S’équiper à bon escient
Espaces naturels n°3 - juillet 2003
Agnès Lormant
Conservatoire du patrimoine naturel de la Savoie
Investir dans l’acquisition d’un matériel d’entretien spécialisé est une décision importante. Aussi, à l’heure des choix, l’analyse des coûts de gestion apporte un précieux éclairage. Cas pratique en zone humide.
Les engins agricoles conventionnels ne sont pas adaptés à l’entretien des zones humides à fort enjeu patrimonial. Avec une pression de 1 500 g/cm2, leurs roues agressent les sols peu portants. Il est alors nécessaire de recourir à des matériels spécialisés, équipés de pneus à basse pression. Un investissement spécifique et conséquent, qui a conduit le Conservatoire régional des espaces naturels de Rhône-Alpes et le Conservatoire du patrimoine naturel de la Savoie à s’associer pour faire un achat en copropriété. Le choix s’est porté sur deux tracteurs Carraro, très maniables, et qui, avec leurs pneus de 700 mm de large, exercent une pression au sol de seulement 180 g/cm2. L’exploitation en a été confiée à l’Entente interdépartementale de démoustication (EID).

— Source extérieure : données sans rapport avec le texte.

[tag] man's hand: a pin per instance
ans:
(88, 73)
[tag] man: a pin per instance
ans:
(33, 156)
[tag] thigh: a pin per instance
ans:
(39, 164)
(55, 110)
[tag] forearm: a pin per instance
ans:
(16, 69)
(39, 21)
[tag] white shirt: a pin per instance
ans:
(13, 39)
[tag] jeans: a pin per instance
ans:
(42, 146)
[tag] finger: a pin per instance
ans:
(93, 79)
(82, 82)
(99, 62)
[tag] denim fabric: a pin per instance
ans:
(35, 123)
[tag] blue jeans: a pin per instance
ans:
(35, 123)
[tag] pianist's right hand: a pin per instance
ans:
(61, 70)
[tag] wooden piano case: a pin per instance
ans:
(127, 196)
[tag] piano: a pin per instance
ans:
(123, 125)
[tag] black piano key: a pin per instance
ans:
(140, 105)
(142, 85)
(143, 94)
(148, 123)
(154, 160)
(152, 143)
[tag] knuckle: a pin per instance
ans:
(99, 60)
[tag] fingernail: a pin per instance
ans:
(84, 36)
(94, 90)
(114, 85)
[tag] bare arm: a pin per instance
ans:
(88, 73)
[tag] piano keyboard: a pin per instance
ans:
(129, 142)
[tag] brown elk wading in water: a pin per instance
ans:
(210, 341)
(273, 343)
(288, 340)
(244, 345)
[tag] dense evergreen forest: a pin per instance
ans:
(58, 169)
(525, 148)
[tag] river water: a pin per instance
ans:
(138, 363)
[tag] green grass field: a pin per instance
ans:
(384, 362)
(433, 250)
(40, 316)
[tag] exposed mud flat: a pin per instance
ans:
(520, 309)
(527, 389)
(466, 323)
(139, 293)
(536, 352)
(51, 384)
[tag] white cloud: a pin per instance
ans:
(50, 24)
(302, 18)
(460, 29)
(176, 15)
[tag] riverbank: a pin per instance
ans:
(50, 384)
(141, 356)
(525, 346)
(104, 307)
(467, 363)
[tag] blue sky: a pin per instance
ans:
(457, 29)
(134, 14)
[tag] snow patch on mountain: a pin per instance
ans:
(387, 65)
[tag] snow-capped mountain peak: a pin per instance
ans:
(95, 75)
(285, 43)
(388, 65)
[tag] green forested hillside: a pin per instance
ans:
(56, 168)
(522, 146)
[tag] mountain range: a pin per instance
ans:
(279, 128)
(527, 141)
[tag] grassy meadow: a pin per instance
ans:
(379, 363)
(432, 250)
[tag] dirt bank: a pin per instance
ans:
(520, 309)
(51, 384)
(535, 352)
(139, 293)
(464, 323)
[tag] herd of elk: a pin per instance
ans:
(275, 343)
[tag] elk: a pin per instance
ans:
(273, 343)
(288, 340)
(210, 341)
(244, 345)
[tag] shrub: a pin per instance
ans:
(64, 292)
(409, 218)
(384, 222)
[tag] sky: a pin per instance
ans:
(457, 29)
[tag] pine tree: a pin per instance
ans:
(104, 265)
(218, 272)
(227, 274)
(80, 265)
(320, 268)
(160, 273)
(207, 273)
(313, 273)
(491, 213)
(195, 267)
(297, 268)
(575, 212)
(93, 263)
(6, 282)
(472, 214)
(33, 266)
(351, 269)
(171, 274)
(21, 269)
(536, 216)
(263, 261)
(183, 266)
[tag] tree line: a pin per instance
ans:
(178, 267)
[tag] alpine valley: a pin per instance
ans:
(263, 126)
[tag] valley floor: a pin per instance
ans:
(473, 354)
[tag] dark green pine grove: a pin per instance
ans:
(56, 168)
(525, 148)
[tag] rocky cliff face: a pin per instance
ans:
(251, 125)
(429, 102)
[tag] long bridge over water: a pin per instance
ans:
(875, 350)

Après six années d’utilisation, un bilan économique, technique et de fonctionnement a été effectué.
Coût horaire
Le bilan économique comprend les charges fixes (provisions pour réparation et amortissement sur quatre ans d’un investissement de 68 000 euros) et les charges variables (salaires, carburant et lubrifiant, entretien et petites réparations, transport, assurances et remisage). Ainsi calculé, le coût horaire d’utilisation d’un tracteur est ressorti à 35,25 euros en 1997, puis réévalué jusqu’à 43 euros en 2002.

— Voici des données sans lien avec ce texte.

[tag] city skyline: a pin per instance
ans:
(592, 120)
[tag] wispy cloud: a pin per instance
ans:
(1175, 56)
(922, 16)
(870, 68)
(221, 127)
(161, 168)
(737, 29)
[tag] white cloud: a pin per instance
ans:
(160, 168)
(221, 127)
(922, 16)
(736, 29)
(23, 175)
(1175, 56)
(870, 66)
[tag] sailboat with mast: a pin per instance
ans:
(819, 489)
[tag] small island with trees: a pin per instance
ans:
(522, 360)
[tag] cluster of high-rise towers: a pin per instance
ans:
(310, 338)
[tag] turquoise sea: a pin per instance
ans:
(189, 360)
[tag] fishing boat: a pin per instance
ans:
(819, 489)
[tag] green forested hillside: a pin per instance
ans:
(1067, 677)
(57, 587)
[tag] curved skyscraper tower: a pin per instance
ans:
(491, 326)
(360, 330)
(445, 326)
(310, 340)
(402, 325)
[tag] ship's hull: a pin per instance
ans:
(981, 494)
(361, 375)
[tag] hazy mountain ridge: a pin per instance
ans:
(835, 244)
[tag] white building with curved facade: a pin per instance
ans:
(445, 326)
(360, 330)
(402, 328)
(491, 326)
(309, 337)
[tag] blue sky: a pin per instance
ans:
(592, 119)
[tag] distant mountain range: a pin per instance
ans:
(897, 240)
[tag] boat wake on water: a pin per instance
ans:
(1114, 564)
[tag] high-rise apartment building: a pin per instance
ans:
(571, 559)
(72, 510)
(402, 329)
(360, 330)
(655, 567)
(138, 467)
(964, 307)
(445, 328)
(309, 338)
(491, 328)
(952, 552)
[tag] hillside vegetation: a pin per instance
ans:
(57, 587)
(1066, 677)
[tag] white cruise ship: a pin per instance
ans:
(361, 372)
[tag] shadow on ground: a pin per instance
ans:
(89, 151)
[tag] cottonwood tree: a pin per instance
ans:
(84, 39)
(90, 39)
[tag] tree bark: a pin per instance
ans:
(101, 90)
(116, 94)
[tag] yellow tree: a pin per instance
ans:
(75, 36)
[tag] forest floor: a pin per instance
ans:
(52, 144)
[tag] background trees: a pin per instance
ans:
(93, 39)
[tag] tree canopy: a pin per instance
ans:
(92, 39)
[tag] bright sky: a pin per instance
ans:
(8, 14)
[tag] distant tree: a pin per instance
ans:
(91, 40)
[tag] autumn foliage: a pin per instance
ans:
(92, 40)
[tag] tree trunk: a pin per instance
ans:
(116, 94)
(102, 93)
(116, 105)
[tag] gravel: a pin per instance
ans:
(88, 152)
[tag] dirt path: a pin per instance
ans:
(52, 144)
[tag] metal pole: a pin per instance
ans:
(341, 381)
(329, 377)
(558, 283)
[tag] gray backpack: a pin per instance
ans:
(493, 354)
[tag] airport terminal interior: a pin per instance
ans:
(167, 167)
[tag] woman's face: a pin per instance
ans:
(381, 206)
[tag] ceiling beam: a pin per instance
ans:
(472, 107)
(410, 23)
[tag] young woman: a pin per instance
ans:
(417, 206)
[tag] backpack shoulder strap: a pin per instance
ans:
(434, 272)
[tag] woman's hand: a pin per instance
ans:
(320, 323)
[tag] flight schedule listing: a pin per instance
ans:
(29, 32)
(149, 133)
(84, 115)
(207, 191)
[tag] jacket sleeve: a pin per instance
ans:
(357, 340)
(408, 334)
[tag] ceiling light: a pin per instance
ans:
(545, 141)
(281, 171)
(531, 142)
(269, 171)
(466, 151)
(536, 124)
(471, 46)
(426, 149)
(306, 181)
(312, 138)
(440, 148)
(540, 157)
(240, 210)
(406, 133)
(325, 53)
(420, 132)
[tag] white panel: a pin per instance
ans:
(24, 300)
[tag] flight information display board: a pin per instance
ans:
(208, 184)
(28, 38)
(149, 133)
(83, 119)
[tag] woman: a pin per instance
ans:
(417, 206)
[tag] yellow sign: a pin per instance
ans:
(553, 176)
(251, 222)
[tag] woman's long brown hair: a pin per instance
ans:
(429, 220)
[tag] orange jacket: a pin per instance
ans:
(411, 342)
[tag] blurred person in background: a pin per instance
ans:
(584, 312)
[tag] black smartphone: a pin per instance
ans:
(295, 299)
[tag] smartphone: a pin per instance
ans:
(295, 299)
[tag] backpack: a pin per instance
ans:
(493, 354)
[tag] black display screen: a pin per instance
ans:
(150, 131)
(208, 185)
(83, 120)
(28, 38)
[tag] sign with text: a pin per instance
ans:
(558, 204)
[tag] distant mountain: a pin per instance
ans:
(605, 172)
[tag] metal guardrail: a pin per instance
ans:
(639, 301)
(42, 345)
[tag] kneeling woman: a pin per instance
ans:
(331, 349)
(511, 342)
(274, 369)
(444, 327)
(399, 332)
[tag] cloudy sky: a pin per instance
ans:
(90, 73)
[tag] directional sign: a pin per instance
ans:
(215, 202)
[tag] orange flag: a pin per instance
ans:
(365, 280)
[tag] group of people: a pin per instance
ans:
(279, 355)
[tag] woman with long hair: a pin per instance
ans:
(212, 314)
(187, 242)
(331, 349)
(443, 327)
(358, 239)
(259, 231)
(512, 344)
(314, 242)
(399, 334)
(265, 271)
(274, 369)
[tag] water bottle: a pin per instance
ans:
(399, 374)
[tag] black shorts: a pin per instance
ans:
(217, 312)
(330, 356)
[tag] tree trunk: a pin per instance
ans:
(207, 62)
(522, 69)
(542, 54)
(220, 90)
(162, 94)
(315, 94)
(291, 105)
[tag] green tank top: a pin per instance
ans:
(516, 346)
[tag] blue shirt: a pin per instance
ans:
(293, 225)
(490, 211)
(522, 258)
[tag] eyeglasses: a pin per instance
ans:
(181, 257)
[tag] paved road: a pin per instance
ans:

Multiplié par le temps passé, le coût horaire permet de déterminer le coût d’intervention à l’hectare. Bien entendu, le temps passé diffère selon la nature des travaux (broyage, fauche…), les caractéristiques du site (portance du terrain, nature de la végétation) et le niveau d’intervention (restauration ou entretien courant). Ainsi, si le coût à l’hectare est de 486 euros pour une fauche d’entretien en site facile, il s’établit à 1 031 euros pour un broyage de restauration en site difficile (cf. tableau).
Temps d’immobilisation
Les Carraro sont véritablement adaptés à l’entretien des zones humides. Ils ont été utilisés y compris pour du débardage de bois en marais. Cette polyvalence est essentielle et constitue un point fort du bilan technique. Par contre, quelques inconvénients peuvent être soulignés : manque de puissance (70 chevaux) ; roundballeuse lourde ; difficulté de montage du broyeur ; relative fragilité du matériel.
La fragilité intervient fortement dans le coût d’utilisation : temps de réparation, pièces et immobilisation. La première année, du fait de l’intervention en milieux jeunes (végétation drue, obstacles…), les dépenses d’entretien ont été conséquentes. Puis, d’année en année, on constate un vieillissement et une augmentation de l’importance des pannes.
Surfaces exploitées
La période de fauche en zone humide court de juillet à septembre et la demande est alors très forte. Cette programmation serrée se complique des contraintes climatiques. Ainsi, on constate une moyenne de quinze jours de pluie par mois, durant lesquels tout travail est impossible. Avec deux tracteurs, le bilan de fonctionnement fait ressortir une capacité maximale d’entretien de 200 ha de prairie de fauche sur trois mois. Soit 4,4 ha exploités (toutes phases comprises) par jour.
Après six années d’exploitation en commun, les deux conservatoires renoncent à une gestion en copropriété, trop complexe. Les matériels seront rachetés par l’EID, qui a démontré son savoir-faire et envisage d’investir pour répondre à de nouvelles demandes. L’analyse des coûts de gestion a joué son rôle.